Thursday, April 14, 2011

Japan eyes damage to spent nuclear fuel

Japanese authorities say high radiation
readings from one of the spent fuel pools at
the Fukushima Daiichi nuclear power plant
may be caused by radioactive debris from
outside rather than from damage to the fuel
rods inside.
A water sample taken from the pool that
houses the No. 4 reactor's old fuel rods
showed a higher-than-normal amount of
radioactive iodine-131, said Hidehiko
Nishiyama, the chief spokesman for the
Nuclear and Industrial Safety Agency. That's
an indication that the fuel rods may have
sustained some damage since the disaster,
but the cause was still under investigation, he
said.
The elevated radiation levels first reported
Wednesday were "not that high," Nishiyama
said. That suggesting the source may have
been radioactive debris blowing into the
pools from outside the badly damaged
building.
"If the fuel rod had some problems, the value
would go much higher," Nishiyama said.
The safety commission reported radioactivity
from iodine-131, the most commonly
measured reactor byproduct, at 84
millisieverts per hour on Wednesday -- a level
that would give plant workers their
maximum annual dose in about three hours.
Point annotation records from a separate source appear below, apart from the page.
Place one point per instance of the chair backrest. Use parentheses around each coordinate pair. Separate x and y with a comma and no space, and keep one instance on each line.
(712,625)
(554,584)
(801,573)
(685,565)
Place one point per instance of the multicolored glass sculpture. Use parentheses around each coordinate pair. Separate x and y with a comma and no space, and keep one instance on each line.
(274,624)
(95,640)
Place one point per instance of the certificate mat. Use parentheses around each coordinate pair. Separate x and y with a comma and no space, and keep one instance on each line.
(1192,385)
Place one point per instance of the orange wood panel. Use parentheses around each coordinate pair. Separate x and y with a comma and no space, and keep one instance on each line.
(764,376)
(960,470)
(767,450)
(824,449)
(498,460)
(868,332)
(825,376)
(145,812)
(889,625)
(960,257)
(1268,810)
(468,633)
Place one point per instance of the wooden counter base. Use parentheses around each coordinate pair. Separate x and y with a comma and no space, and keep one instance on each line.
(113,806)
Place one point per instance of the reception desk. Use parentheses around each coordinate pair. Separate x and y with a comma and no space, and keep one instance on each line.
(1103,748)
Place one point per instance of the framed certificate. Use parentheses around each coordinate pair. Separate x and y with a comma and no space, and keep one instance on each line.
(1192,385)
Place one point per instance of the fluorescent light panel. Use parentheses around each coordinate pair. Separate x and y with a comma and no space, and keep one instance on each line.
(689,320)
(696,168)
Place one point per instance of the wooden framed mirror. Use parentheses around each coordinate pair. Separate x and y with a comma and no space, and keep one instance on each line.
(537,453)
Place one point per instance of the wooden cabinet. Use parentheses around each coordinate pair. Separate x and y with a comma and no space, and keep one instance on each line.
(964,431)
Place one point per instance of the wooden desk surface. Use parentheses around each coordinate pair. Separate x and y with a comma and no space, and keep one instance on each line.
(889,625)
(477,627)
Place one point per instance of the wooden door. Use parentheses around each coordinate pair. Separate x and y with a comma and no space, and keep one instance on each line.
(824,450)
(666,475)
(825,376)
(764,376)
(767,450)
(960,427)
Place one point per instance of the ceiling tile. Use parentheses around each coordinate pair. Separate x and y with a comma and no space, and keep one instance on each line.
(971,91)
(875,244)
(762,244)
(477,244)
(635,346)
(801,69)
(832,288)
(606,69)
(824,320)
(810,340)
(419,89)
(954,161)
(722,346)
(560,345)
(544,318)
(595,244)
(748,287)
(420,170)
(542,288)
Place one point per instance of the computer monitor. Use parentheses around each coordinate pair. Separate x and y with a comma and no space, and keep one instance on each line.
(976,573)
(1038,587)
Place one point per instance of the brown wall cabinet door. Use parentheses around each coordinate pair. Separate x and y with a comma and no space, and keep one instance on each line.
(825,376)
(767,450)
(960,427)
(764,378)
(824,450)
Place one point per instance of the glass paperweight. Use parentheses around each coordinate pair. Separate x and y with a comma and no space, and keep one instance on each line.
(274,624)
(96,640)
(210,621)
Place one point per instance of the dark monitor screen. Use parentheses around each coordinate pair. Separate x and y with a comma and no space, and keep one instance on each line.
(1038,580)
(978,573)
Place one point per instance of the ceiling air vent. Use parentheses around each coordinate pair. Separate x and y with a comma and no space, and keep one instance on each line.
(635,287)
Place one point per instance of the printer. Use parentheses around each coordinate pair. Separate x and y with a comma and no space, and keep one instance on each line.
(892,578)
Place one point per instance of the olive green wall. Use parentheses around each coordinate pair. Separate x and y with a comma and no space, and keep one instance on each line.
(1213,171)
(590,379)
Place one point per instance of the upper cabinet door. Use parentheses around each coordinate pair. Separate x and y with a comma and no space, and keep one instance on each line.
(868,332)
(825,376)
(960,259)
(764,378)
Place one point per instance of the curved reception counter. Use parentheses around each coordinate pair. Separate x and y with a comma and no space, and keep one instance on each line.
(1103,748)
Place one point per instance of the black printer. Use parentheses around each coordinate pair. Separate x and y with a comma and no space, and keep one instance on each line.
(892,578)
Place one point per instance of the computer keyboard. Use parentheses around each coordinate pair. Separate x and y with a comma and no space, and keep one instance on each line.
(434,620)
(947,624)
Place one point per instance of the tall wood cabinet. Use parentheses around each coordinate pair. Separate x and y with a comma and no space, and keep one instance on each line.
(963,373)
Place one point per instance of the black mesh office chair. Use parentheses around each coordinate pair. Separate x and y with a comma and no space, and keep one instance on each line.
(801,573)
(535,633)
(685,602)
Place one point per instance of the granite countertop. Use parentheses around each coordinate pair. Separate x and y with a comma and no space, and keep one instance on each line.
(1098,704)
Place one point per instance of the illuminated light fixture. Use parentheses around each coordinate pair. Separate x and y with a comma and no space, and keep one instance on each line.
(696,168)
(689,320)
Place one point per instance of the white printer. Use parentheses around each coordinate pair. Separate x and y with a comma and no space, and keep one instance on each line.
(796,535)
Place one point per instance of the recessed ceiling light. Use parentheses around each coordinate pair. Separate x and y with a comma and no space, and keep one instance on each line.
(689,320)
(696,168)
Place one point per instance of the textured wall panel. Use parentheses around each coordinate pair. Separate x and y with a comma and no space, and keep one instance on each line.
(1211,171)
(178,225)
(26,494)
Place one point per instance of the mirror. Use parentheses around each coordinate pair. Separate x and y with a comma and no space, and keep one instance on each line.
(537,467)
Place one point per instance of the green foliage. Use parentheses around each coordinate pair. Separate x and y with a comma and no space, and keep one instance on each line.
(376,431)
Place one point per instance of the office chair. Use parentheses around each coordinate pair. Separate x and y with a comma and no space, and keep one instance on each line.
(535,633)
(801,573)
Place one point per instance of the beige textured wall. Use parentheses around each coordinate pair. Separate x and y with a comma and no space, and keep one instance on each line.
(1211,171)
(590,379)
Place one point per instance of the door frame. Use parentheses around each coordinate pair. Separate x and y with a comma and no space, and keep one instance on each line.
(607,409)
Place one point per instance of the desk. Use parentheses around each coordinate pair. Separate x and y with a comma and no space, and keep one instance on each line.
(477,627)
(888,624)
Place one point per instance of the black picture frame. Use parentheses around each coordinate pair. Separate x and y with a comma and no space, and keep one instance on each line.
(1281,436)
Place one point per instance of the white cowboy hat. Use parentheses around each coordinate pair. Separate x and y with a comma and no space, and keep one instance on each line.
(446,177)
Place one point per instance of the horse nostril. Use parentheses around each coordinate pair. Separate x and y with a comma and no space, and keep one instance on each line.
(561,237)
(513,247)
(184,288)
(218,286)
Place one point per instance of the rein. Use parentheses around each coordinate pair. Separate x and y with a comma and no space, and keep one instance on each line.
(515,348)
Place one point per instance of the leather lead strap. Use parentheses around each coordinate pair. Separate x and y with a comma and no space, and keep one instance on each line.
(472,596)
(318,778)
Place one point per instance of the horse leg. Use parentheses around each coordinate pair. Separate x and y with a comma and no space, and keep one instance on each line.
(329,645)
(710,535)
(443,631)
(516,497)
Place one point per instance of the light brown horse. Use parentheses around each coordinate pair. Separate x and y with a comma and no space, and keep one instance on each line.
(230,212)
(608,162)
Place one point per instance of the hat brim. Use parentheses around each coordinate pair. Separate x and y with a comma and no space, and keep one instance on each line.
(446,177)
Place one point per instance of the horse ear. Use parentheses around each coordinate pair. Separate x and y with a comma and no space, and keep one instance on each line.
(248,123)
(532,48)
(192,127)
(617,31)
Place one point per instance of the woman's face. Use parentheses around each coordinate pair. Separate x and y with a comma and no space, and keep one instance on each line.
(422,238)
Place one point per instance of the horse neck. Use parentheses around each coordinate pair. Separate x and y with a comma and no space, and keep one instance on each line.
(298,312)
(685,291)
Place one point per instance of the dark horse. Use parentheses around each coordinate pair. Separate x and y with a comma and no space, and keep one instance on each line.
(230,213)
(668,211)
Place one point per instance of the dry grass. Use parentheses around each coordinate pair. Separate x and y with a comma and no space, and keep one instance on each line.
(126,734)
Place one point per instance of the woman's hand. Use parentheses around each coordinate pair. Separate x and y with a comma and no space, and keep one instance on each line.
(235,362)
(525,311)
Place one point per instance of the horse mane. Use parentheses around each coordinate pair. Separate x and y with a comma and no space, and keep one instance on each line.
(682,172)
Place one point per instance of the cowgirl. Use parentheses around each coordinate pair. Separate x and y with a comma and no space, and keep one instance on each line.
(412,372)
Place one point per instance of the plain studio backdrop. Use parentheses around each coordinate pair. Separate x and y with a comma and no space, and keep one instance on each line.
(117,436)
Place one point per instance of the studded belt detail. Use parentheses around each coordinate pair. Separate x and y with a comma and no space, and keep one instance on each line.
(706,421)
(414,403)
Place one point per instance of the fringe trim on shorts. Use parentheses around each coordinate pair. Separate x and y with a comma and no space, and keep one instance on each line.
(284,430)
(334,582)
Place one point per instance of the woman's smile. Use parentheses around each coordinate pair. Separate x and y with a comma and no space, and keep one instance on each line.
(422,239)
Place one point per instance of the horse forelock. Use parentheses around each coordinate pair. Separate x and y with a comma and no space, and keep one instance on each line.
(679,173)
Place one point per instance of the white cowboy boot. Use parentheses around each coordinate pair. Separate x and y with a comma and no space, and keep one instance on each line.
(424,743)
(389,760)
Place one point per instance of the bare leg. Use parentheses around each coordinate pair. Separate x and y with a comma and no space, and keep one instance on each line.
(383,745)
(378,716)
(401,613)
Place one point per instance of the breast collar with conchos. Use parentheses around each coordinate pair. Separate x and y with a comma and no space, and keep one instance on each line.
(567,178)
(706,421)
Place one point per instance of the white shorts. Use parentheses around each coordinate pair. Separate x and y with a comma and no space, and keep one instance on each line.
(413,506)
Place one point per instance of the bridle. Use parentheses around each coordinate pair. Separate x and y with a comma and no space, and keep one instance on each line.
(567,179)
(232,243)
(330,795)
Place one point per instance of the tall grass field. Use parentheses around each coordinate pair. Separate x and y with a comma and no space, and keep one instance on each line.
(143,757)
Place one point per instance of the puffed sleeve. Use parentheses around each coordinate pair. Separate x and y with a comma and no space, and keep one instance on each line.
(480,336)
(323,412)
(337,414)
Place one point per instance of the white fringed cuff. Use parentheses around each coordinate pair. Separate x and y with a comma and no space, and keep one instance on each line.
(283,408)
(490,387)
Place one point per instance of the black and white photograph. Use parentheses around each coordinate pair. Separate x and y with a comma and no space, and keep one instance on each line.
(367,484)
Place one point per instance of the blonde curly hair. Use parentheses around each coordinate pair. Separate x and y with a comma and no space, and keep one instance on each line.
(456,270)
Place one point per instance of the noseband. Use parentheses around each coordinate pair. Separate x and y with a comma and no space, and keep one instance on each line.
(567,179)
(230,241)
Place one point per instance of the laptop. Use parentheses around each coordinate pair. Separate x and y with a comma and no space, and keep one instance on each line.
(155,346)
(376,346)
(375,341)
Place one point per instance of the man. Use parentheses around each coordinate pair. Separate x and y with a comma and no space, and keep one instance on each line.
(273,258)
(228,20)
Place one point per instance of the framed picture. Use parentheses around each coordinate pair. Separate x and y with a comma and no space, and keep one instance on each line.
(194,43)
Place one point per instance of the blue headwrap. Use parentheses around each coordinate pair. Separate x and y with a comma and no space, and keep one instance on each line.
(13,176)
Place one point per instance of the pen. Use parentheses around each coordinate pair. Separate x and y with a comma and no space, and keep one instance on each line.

Engineers have been struggling to stabilize
the crippled Fukushima Daiichi plant since
March 11, when the tsunami that followed
Japan's magnitude 9 earthquake knocked out
its cooling systems. The cores of of three of
the plant's six reactors were damaged by
overheating and resulting hydrogen
explosions in the early days of the disaster,
now classified as a top-scale nuclear accident.